What to eat on a low-gas diet

If your doctor or dietitian advises you to eat a low-gas diet, he or she will likely give you some ideas of what meals and snacks to include in your diet.

Here are some ideas of what to eat and what to avoid:

OK Avoid
Drinks Non-carbonated drinks, like coffee, tea, milk Beer, carbonated drinks, fruit drinks, sports and energy drinks
Fruits Berries, cherries, grapes, honeydew, lemons, limes, oranges, pineapple Apples, avocados, bananas, cantaloupe, mangoes, peaches, pears, plums, prunes
Vegetables and legumes Beets, carrots, corn, green beans, lettuce, peas, potatoes, spinach, tomatoes, white potatoes, zucchini Asparagus, artichokes, beans, broccoli, Brussels sprouts, cabbage, cauliflower, celery, collard greens, corn, cucumbers, kale, lentils, onions, peas, peppers, radishes, sweet potatoes, turnips
Starches Bagels, biscuits, cornbread, cream of wheat, dry cereals, English muffins, instant oatmeal, pancakes, waffles, white or wheat breads, white or wheat pastas and rice, tortillas Bran cereals, brown rice, granola, popcorn, whole grain breads
Eggs, meats, fish and poultry Lean meats, pork, poultry or fish that's baked, broiled, roasted or grilled, egg whites Fried meats, high-fat lunch meats like bologna and salami, hot dogs, sausage, egg yolks

You should also avoid dairy products like milk, yogurt and ice cream.

Examples of low-gas diet meals


Select one or more from each group listed below.

Carbohydrates: Cream of wheat, oatmeal, pancakes, waffles, cold cereal, bagels, English muffins, toast

Proteins: Low-fat yogurt, cottage cheese, low-fat string cheese, peanut butter, skim or soy milk

Fruits: Bananas, oranges, grapes, canned fruits, applesauce

Lunch and dinner

Select one or more from each group listed below.

Carbohydrates: White pasta, rice, bread/rolls, flour tortillas, potatoes (no skin)
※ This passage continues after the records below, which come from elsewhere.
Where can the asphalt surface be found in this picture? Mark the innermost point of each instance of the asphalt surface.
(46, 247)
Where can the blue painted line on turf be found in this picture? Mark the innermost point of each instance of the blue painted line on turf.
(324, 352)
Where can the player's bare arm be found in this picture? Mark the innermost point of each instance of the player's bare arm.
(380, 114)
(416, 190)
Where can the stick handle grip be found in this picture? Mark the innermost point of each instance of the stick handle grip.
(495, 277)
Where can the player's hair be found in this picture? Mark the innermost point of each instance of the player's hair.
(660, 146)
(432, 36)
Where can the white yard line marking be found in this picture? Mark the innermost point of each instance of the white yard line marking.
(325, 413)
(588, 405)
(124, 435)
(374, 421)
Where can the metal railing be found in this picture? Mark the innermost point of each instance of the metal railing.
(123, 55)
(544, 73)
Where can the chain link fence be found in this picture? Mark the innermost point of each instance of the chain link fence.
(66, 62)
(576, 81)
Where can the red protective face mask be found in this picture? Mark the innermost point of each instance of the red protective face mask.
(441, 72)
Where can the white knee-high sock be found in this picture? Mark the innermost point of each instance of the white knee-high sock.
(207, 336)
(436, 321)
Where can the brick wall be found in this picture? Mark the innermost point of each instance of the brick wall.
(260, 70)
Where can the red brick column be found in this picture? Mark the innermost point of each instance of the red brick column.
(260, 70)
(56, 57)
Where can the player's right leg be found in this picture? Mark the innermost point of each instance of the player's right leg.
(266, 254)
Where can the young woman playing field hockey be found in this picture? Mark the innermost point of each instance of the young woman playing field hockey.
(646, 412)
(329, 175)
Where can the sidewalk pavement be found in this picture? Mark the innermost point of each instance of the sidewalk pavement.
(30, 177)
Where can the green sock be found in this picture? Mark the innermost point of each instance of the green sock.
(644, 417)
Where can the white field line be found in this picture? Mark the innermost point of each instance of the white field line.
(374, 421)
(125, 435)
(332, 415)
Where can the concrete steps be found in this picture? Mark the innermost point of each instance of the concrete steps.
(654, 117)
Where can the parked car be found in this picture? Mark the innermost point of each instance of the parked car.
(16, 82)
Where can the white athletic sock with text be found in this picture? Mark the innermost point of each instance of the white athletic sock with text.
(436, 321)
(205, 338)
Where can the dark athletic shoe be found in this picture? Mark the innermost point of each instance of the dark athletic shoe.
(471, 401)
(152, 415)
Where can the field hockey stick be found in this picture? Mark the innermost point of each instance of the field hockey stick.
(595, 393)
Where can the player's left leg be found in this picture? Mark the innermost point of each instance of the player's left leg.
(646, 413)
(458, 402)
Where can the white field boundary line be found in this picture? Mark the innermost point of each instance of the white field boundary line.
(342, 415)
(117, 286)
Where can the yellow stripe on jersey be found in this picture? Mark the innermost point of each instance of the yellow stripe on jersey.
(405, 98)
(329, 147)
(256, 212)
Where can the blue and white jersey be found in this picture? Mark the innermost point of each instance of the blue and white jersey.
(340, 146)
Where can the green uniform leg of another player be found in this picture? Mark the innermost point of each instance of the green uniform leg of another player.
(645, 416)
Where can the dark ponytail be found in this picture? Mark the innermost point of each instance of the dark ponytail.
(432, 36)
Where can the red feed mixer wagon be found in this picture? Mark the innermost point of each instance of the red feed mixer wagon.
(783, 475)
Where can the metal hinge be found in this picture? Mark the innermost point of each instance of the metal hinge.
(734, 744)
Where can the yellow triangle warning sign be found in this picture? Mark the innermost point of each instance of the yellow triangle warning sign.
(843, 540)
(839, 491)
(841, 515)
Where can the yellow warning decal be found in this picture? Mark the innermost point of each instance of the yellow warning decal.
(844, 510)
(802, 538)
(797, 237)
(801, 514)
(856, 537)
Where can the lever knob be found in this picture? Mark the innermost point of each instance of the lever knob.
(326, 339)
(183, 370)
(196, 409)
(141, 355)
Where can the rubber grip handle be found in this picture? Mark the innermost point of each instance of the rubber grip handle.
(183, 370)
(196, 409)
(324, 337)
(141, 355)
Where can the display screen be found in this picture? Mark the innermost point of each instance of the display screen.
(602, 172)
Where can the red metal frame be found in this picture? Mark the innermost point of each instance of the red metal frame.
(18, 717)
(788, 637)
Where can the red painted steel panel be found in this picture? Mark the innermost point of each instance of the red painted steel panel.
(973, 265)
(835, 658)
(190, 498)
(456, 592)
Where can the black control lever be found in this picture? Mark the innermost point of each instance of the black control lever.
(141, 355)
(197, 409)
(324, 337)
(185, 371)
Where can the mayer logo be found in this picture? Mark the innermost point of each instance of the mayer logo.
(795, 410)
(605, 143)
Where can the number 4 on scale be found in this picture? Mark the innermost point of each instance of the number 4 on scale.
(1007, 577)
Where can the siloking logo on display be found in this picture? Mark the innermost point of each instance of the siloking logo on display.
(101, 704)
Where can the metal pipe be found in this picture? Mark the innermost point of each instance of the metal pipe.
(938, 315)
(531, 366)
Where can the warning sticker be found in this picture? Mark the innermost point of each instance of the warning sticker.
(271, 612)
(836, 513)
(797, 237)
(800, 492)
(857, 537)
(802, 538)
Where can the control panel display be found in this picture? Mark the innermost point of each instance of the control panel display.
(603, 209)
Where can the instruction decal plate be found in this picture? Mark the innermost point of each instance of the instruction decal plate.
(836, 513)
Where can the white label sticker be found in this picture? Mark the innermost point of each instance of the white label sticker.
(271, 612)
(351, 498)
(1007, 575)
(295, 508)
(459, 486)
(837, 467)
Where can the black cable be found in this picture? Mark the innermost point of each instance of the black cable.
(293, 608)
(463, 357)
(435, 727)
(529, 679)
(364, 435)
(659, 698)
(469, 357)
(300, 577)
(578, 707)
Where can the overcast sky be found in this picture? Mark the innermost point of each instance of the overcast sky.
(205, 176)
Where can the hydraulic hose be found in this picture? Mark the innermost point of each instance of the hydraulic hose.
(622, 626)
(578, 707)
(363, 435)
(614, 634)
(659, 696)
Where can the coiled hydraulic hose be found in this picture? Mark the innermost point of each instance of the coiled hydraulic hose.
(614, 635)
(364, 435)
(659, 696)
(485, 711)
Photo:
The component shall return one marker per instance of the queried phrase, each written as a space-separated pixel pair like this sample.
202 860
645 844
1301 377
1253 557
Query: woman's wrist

Proteins: Baked/broiled meats, poultry and fish, nut butters, nitrate-free deli meats, cottage cheese, low-fat yogurt, low-fat cheese slice, skim milk, soy milk or rice milk

Fruits: Same as breakfast

Vegetables: Most cooked vegetables

Sources: Academy of Nutrition and Dietetics, National Institute of Diabetes and Digestive and Kidney Diseases

Other ways to reduce gas

Eliminating or reducing foods from your diet isn’t the only way to avoid gas and bloating. Simple behavioral changes may also help.

For instance, drinking through a straw, chewing gum and talking while eating can all promote gas production. Avoiding these behaviors before starting treatment may help reduce gas and bloating symptoms. Physical activity and making sure you stay hydrated by drinking plenty of water may also help with digestion.

You may be tempted to try Gas-X®, beano® or another over-the-counter gas relief product, but talk to your doctor first.

“You should always talk to your care team before adding any supplements,” Reeves says. “You don’t have to fly blind. You can get help.”